Chipleader Chino Rheem Goes For Record-Setting Fourth Title

Mar 10, 2017

Chino Rheem
Chino Rheem seems to find ways to win at just about every poker hotbed in America. He has two WPT titles at Bellagio, a third at Seminole Hard Rock in Florida won last season, and now he is going for an unprecedented fourth title in California. The good news is he has a pretty big chip lead heading into the final table. The kind of chip lead where you have half the chips in play six-handed.

The road to victory is going to be a tough one, be it for Rheem or whoever finds themselves hoisting the WPT Champions Cup Friday night with the knowledge they are now $1.3 million wealthier. There are several great contenders though. There is Paul Volpe, who is looking to improve upon his third-place finish in Season XI and sitting in the middle of the pack in chips. You’ve got last Shooting Star standing Rainer Kempe who is second in the standings with 3.7 million. Sam Panzica has Hublot WPT Player of the Year hopes and a shot at a second title. Then there is seasoned veteran Anthony Spinella and the relative unknown of the bunch, Dennis Stevermer bring up the bottom of the counts.

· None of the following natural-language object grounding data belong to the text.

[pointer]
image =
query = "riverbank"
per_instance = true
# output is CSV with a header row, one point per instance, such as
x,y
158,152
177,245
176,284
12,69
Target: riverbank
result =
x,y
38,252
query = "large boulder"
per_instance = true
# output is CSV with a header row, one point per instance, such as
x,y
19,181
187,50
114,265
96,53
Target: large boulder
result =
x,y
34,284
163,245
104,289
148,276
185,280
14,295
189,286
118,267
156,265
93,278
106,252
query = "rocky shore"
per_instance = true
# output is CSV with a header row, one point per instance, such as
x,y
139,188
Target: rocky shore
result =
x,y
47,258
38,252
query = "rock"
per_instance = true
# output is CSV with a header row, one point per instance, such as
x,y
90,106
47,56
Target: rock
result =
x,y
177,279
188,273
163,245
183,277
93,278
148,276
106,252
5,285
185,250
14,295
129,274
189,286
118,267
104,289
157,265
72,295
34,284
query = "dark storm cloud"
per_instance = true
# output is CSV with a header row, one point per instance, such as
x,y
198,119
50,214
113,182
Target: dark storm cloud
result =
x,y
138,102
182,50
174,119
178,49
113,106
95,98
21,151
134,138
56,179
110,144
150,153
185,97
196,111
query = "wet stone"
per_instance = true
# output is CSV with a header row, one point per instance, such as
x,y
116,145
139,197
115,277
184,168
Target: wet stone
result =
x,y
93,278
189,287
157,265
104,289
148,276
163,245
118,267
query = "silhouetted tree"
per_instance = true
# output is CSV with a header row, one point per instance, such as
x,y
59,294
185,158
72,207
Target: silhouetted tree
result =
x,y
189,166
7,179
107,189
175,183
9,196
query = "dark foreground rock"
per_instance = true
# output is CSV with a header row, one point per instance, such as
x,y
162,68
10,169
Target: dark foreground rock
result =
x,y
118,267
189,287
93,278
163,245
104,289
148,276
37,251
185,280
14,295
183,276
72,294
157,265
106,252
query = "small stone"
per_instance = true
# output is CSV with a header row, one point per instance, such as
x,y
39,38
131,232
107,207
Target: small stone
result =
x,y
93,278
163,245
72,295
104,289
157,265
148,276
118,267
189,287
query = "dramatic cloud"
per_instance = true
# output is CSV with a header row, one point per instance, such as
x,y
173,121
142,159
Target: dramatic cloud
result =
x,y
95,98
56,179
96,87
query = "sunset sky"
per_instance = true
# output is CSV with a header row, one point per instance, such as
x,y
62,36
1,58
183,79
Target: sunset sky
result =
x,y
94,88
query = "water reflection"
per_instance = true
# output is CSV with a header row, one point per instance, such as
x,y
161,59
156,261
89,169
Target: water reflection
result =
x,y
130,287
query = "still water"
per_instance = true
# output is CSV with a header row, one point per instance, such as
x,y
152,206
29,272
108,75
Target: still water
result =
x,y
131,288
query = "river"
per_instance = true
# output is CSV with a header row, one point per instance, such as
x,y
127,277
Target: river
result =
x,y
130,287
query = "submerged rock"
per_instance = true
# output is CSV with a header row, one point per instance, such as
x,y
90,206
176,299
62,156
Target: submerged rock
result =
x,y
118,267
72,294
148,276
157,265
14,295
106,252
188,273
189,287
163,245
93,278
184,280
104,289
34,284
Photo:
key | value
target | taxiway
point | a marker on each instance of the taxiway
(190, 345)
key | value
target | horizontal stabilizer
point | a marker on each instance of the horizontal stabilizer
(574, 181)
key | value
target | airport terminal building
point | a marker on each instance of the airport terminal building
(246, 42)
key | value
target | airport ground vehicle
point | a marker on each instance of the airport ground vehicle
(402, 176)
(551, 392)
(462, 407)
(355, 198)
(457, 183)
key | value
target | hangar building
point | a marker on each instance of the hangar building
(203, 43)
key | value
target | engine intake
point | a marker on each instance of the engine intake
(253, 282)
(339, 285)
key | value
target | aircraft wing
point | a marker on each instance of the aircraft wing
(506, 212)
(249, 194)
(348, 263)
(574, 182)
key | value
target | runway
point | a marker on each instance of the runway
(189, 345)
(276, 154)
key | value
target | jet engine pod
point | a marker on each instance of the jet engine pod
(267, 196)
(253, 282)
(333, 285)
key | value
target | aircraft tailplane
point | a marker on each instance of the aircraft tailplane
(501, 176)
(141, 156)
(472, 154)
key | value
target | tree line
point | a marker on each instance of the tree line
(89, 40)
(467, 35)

Day 3 was a long one, beginning with 44 players and playing down to the televised final table. When play began, Volpe lead the field, Mike Sexton was still in the hunt to take the Hublot WPT Player of the Year lead, and Sexton and four other Shooting Stars still had bounties on their head up for grabs.

Christian Harder was the first bounty to fall in 34th place, followed by Garrett Greer in 23rd place. Hot on Greer’s heels was Sexton, who exited in 22nd place after a deep run with his special wind-up monkey good luck charm, Flippy. The run cemented Sexton’s massive points total in the WPT California Swing race, but as an employee of the WPT, he is ineligible to win the prize package. An updated leaderboard for the contest will be posted later tonight.

David Williams was the last bounty bustout of the day in 16th place. Rainer Kempe will head to tomorrow’s final table as the last Shooting Star standing. History is not on his side though, as no Shooting Star has ever won this event since it has been under the WPT banner. Kempe did end the day on a high note though, eliminating Sergio Aido in seventh place after a long stretch of bubble play to bring Day 3 action to a close.

Sexton picked up 100 POY points to close the gap between himself and current frontrunner Ben Zamani, but it is WPT Champions Club member Sam Panzica who could actually come even closer to catching Zamani if he can win a second title tomorrow. Panzica is already up to third place in the standings, but could move just 50 points behind Zamani if he wins. Panzica and Rheem are the two members of the WPT Champions Club looking to add to their title tally.

Some of the notables who came and went today include Eddy Sabat (42nd), Pratyush Buddiga (35th), Jason Les (31st), Dan O’Brien (29th), Joe Elpayaa (27th), Ravi Raghavan (21st), Brian Altman (19th), Matt Affleck (17th), Kevin MacPhee (10th), and Igor Yaroshevskyy (8th).

Everyone at the final table is guaranteed at least $188,460. The winner will be taking home $1,373,000, a seat in the season-ending Tournament of Champions, and their very own Champions Cup. Here is a look at the chip counts and seat assignments for the final table:

Seat 1: Paul Volpe – 3,005,000 (38 bb)
Seat 2: Chino Rheem – 10,650,000 (133 bb)
Seat 3: Sam Panzica – 3,200,000 (40 bb)
Seat 4: Rainer Kempe – 3,700,000 (46 bb)
Seat 5: Dennis Stevermer – 980,000 (12 bb)
Seat 6: Anthony Spinella – 2,635,000 (33 bb)

Final table action gets underway at 4pm PT. There is no livestream, but there will be real-time updates of every single hand right here at WPT.com.